During the course of Vanderbilt’s upset of No. 1 Alabama, Georgia fans were treated to highlights of the historic win on the Sanford Stadium scoreboard.

It was the Commodores’ first win in program history against a top 5-ranked team — now 1-60 — while the Tide fell to 64-4 while holding the No. 1 spot and facing an unranked team.

Georgia coach Kirby Smart walked into his postgame press conference, after defeating Auburn 31-13, mere seconds after the Vanderbilt-Alabama game was over.

“Nothing shocks me about our league, look at Texas A&M and Missouri,” Smart said. “Welcome to the SEC. It’s hard every week, and I have a feeling it’s not going to stop.”

Just one week ago, Alabama was concocting an upset of the Bulldogs, with a 28-0 lead at one point en route to a 41-34 victory.

First-year Tide coach Kalen DeBoer said he told his team at the start of the fourth quarter against Vanderbilt, when they were down 30-28, to “just keep playing …we’re moving the ball up and down the field, make every yard, every point hard, and worry about the next play.”

Vanderbilt, which had lost 23 straight in the series with the Tide, won 40-35.

To Smart’s point about SEC parity, six weeks into the season, three top 10 SEC teams have been beaten by unranked SEC opposition: Kentucky over then-No. 6 Ole Miss (20-17), Texas A&M over No. 9 Missouri (41-10) and then Vanderbilt over No. 1 Alabama.

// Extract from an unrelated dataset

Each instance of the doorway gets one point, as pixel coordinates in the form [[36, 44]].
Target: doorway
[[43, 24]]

Vanderbilt quarterback Diego Pavia became college football’s newest Cinderella story, having started his career at the New Mexico Military Institute (2021-22) before a two-year stint at New Mexico State (2022-23) led to a historic moment in SEC history.

Pavia outplayed Heisman Trophy favorite Jalen Milroe by completing 16 of 20 passes for 252 yards and two touchdowns, also rushing for 56 yards.

Milroe fumbled and threw a costly interception returned for a touchdown in the first quarter that helped Vandy jump to a 13-0 lead. He finished 19-of-25 passing for 312 yards with a touchdown and rushed for 10 yards and a touchdown on seven carries.

“It’s all God’s timing, literally from the jump,” Pavia said excitedly in his postgame field interview. “God gave me a vision when I was a little kid …

I’m super thankful.”

Commodores coach Clark Lea, a former Vanderbilt player now 12-29 overall and 3-23 in SEC action in his fourth year leading the program, said more is ahead after winning as a 23.5-point underdog against Alabama.

“This isn’t a finish point, but it’s a hell of an arrival for tonight,” Lea said. “I love this university, I love this dream, let’s go get some more.

“This is what Vanderbilt football needs to be about, big wins on big stages, we’re going to go get some more.”